In another, he holds a sign that says, “Smile and take an apple,” urging people to be happy.
He says the feedback he receives from people is what keeps him going.
Youssef’s program quickly gained popularity, faster than the other shows.
Bassiouni attributes that success to Youssef’s natural charisma and sense of humor.
But it’s not all about optimism and happiness — the show tackles critical issues such as sexual harassment, albeit with a unique twist. In a recent episode, Youssef dressed up like a woman to show the nuisances they deal with on a daily basis.
The more experience they get, Youssef says, the more they have a critical eye for the work produced. “At first, we were trying everything for the first time, experimenting. Now we are more confident, and we have a responsibility to present quality work.”
While not all the shows had the same instant appeal, Bassiouni says the constant diligence of the other presenters helped them establish a name for themselves in the longer term.
“‘Mona Appetite,’ the cooking show, gained the interest of sponsors even though the viewership is less than others,” he says.
Another example, “Al-Mokhreg ‘Ayez Keda” (“It’s what the director wants”) is a show about movies which simply features the presenter talking in front of a white background. It took time for people to start watching the show, but “now enough people wait for each episode eagerly,” Bassiouni says.
Catering to the same market is ElGomhoreya TV, an Internet channel established in 2011 to present shows online, but tackling more political issues.
Bassiouni, however, insists that they are not a TV channel; rather, Di Salata is more like a printed magazine but utilizing online video, and depending on audience feedback and interaction.
As for the team members, they share the same goal: proving themselves and showcasing their talent.
For some, it’s the start of the path in realizing a long-term dream.
Shahana Helal is a freelance graphic designer who spent her childhood in Alexandria, lived in the US for 10 years and came to Cairo three years ago. She has always been interested in exploring new places and attending interesting events. And this is what she does when presenting “‘Ala fein?” (“To Where?”), which highlights cultural, musical and art events.
“There are a lot of talents and events in Cairo that just need attention. We are trying to help people find them,” she says.

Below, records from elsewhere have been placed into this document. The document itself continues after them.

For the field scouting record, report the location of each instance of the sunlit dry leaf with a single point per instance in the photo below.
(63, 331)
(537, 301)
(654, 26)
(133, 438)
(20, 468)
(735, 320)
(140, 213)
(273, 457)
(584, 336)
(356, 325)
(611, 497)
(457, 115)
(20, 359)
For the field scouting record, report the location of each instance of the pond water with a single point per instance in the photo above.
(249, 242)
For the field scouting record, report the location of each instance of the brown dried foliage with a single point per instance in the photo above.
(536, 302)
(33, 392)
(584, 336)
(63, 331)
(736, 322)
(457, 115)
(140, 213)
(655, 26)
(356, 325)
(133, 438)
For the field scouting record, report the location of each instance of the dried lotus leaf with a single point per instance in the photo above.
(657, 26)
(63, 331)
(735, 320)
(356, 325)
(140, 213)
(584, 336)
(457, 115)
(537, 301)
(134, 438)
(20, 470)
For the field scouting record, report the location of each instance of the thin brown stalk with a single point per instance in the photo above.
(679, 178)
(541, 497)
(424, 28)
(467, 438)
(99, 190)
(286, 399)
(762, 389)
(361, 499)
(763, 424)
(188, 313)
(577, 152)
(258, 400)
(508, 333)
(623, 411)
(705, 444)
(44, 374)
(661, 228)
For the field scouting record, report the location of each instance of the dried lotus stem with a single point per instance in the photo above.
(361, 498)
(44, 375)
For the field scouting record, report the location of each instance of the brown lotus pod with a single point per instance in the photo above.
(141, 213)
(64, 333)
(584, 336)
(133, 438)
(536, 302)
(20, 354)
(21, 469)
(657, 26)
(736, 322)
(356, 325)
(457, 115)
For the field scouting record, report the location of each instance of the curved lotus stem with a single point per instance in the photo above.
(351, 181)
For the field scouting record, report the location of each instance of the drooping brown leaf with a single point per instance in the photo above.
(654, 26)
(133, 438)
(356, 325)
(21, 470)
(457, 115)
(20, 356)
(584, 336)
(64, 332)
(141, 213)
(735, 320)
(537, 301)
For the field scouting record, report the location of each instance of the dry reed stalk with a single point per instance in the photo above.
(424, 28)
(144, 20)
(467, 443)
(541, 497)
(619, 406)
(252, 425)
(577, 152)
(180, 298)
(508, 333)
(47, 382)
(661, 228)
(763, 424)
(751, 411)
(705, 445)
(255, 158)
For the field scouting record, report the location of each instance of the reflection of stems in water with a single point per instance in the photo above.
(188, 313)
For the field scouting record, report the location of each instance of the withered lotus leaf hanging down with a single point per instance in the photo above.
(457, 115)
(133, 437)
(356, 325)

And while Di Salata was initially Bassiouni’s dream, now they all share the same vision.
“We all want to give people hope and make them believe in a better future. It’s about time we all do something for the country, even if it’s on a small scale,” Helal says.
Season to season
With the launch of Season 2, Bassiouni wanted Di Salata to have more exposure, and he thought an Egyptian rendition of “Gangnam Style” would do the trick.
Menna al-Kiey, the poet who wrote the lyrics for the song and who also presents the show “Sotouhy” (“My roof”), says the idea was to write random statements about different things in Egyptian society without making a mockery out of it.
The 22-year-old presenter used to recite her poetry at open-mic events, but Di Salata gave her the platform to reach a wider audience.
“Writing poetry is what I want to do in life, and Di Salata is helping me reach that target,” she says.
The online video magazine is set to expand, and its anniversary in March 2013 will be marked with more shows featuring new presenters.
The social hub is meant to “entertain, inform and inspire,” Bassiouni says, adding that he sees the platform playing a community service role in the future.
“We want to inspire people by entertaining them or teaching them something new. We want our presenters to somehow have an impact on people and to have [influence] among Internet users so we can use it for corporate social responsibility campaigns — tourism, poverty and educational [awareness] campaigns.”
And of course, the ultimate goal is to expand in the Arab world.
“We want to be a brand, to franchise. We want to sell the idea of the video magazine of Di Salata to exist in Dubai, Saudi Arabia and different countries. For each country to establish a Di Salata show that tackles their own issues and culture,” he adds.